Allendorf (Eder) – Im nordrhein-westfälischen Lemgo haben die Vorbereitungen für den Bau der bislang drittgrößten Solarthermieanlage Deutschlands begonnen. Das System wird jährlich mehr als 3,3 Mio. Kilowattstunden Wärme aus Sonnenenergie produzieren, was dem Wärmebedarf von 150 Haushalten entspricht. Es wird über ein Kollektorfeld mit einer Gesamtfläche von 9.181 m2 verfügen. Der Auftrag umfasst die Planung und den Bau der schlüsselfertigen Solarthermieanlage einschließlich des zugehörigen Technikgebäudes. Die Stadtwerke Lemgo sind damit Vorreiter eines weiteren Umbaus der Fernwärmeerzeugung in Deutschland hin zu mehr erneuerbaren Energien.

Der Bau der Solarthermieanlage beginnt, sobald die Genehmigungen erteilt sind.
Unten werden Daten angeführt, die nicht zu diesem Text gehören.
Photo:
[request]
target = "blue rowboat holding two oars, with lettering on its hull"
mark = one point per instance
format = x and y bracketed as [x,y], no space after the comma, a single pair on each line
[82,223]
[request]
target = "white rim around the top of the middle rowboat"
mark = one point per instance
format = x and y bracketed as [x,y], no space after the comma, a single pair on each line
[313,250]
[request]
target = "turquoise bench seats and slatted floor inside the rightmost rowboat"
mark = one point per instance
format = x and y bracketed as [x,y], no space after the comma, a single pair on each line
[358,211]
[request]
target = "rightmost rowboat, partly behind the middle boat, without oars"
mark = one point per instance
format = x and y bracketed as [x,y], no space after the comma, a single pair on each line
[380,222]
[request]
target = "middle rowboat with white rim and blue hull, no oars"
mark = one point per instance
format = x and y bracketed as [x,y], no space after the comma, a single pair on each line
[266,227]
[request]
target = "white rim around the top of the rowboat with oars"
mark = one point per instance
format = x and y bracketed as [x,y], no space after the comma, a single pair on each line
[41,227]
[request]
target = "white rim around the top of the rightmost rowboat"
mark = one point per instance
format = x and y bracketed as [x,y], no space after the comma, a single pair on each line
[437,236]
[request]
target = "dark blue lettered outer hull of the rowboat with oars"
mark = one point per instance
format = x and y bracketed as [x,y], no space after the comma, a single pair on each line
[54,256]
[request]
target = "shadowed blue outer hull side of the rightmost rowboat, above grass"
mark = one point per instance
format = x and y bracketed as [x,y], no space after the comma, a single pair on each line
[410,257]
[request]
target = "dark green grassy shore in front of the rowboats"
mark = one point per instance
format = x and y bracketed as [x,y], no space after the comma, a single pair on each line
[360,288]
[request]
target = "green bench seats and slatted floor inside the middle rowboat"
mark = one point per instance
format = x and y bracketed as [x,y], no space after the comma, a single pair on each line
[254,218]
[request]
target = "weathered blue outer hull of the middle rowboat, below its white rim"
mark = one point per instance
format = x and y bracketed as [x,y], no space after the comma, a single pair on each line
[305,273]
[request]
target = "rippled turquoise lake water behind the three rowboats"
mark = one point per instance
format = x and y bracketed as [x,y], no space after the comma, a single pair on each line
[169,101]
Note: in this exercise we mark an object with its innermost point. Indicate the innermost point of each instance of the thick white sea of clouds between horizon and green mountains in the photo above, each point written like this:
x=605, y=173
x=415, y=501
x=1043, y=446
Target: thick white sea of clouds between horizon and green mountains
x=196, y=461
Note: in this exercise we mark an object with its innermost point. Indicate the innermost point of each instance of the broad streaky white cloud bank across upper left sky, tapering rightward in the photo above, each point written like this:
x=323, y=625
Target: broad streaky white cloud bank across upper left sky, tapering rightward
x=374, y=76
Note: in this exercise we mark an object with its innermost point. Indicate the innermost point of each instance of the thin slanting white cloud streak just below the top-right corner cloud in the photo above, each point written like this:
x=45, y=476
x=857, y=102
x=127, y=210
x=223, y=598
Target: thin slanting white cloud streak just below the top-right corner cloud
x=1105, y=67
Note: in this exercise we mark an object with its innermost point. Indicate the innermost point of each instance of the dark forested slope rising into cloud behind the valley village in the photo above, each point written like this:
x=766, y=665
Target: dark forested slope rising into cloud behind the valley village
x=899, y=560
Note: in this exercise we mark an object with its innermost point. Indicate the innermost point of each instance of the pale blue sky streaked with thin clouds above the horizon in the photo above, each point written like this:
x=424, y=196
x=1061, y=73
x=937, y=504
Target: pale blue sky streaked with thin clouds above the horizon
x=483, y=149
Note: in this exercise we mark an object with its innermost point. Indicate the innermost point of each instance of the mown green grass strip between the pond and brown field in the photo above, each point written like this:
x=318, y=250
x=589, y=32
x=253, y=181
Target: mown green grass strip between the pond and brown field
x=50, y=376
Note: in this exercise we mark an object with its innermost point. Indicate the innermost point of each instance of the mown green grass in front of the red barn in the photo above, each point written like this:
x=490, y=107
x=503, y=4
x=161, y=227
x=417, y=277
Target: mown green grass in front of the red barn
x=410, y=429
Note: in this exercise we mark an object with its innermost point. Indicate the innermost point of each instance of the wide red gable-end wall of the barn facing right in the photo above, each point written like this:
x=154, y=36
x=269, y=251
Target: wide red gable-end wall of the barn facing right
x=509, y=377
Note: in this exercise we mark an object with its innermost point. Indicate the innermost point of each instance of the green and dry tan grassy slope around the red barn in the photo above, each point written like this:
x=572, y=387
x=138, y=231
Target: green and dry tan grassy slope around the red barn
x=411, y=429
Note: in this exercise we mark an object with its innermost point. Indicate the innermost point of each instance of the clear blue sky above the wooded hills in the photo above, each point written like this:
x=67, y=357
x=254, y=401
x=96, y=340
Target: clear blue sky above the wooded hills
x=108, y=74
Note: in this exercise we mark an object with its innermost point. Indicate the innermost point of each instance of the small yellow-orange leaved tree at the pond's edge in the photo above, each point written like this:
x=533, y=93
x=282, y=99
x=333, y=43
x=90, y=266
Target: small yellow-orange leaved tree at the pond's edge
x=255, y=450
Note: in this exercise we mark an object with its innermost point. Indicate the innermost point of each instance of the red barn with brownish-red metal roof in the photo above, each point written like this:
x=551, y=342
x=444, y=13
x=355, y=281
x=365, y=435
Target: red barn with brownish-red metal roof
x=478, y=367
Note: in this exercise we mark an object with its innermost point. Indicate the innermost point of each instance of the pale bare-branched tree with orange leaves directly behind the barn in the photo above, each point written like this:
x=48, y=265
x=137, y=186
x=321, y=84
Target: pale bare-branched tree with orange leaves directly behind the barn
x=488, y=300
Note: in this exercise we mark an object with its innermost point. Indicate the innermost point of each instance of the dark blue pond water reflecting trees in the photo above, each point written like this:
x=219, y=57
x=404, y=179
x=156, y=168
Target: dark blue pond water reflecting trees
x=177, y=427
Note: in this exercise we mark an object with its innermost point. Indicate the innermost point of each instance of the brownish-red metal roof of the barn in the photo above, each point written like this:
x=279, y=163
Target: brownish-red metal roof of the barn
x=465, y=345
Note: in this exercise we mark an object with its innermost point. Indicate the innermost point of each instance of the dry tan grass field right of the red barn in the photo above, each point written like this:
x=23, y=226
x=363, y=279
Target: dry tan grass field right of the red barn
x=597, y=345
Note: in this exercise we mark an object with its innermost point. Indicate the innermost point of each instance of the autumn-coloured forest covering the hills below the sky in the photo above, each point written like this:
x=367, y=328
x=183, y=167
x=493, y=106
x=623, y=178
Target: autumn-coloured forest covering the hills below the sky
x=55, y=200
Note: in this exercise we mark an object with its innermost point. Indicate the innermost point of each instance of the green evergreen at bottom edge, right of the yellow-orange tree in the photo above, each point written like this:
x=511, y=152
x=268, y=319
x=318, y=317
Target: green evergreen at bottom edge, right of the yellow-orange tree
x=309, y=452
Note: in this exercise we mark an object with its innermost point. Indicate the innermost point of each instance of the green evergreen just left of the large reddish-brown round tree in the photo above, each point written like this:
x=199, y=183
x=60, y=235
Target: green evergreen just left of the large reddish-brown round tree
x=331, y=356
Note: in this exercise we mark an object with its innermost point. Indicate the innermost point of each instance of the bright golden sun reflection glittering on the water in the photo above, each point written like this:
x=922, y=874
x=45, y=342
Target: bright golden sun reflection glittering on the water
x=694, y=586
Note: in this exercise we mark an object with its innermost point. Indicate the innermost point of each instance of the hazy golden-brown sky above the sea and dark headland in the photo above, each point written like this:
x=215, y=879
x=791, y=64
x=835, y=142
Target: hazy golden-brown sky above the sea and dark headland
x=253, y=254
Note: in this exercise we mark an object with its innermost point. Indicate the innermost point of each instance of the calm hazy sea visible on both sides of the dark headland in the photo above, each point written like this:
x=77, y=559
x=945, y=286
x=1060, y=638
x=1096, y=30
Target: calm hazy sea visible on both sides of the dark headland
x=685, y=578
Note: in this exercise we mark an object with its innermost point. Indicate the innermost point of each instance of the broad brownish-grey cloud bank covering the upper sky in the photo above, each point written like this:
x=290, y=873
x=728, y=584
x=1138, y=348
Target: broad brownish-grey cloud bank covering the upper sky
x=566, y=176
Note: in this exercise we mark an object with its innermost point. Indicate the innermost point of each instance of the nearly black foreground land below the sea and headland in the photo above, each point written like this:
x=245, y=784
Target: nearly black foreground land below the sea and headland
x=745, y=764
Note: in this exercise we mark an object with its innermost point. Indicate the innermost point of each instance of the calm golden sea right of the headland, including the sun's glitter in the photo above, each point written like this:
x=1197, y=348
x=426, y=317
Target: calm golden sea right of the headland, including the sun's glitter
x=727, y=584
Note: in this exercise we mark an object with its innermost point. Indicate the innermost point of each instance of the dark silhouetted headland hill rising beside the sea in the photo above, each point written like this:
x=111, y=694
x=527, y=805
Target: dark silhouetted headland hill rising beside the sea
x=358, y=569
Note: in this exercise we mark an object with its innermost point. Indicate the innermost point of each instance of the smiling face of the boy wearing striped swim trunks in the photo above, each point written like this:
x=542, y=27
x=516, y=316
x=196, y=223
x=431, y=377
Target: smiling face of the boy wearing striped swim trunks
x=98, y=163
Die Anlage wird Anfang 2022 vollständig betriebsbereit sein und ab dann zu einer signifikanten Senkung der CO2-Emissionen in Lemgo führen. Die Anlage wird die dritte Solarthermie-Großanlage sein, die von Viessmann in Deutschland geplant und gebaut wurde. 2018 wurde eine große Solarthermieanlage für das Bioenergiedorf in Mengsberg installiert und in 2019 eine weitere in Moosach bei München in Betrieb genommen. Die Anlage in Lemgo ist im Vergleich zu der in Mensberg mehr als dreimal so groß und zeigt, dass die großflächige Nutzung der Solarthermie als Wärmequelle in Deutschland stark an Bedeutung gewinnt und die Anlagengrößen wachsen.

„Wir sind stolz, dass wir für dieses Leuchtturmprojekt in der Region und darüber hinaus als Partner der Stadtwerke Lemgo ausgewählt wurden und mit unserem integrierten Viessmann Lösungsangebot sowohl technisch als auch wirtschaftlich überzeugen konnten. Das Potenzial der Solarthermie als Teil der Fernwärmeversorgung in Deutschland ist sehr groß. Die Solarenergie ist absolut sauber, die Technologie äußerst zuverlässig, und der Preis ist konkurrenzfähig“, so Frank Voßloh, Geschäftsführer der Viessmann Deutschland GmbH.

Die Solarthermieanlage ist Teil des iKWK-Projekts der Stadtwerke Lemgo. Hinter dem Kürzel verbirgt sich eine innovativ abgestimmte Kombination von erneuerbaren Energien mit einem effizienten Kraft-Wärme-Kopplungssystem. Dabei wird die Solarthermieanlage um eine Wärmepumpe ergänzt, die Wärme aus dem Fluss Bega zur Fernwärmeerzeugung nutzen wird. Beide Anlagen werden zusammen mehr als 7.000 Megawattstunden Fernwärme aus erneuerbaren Energien produzieren und damit jährlich ca.1.800 Tonnen an CO2-Emissionen einsparen.

„Wir danken allen Beteiligten, dass wir jetzt den Bau dieses wichtigen innovativen Fernwärmeprojektes starten können und Anfang 2022 alle neuen, klimaschonenden Erzeugungsanlagen gemeinsam in Betrieb gehen können. Wir freuen uns, mit Viessmann einen technologisch und wirtschaftlich starken Partner für die Realisierung der Solarthermieanlage gefunden zu haben“, sagt Arnd Oberscheven, Geschäftsführer der Stadtwerke Lemgo.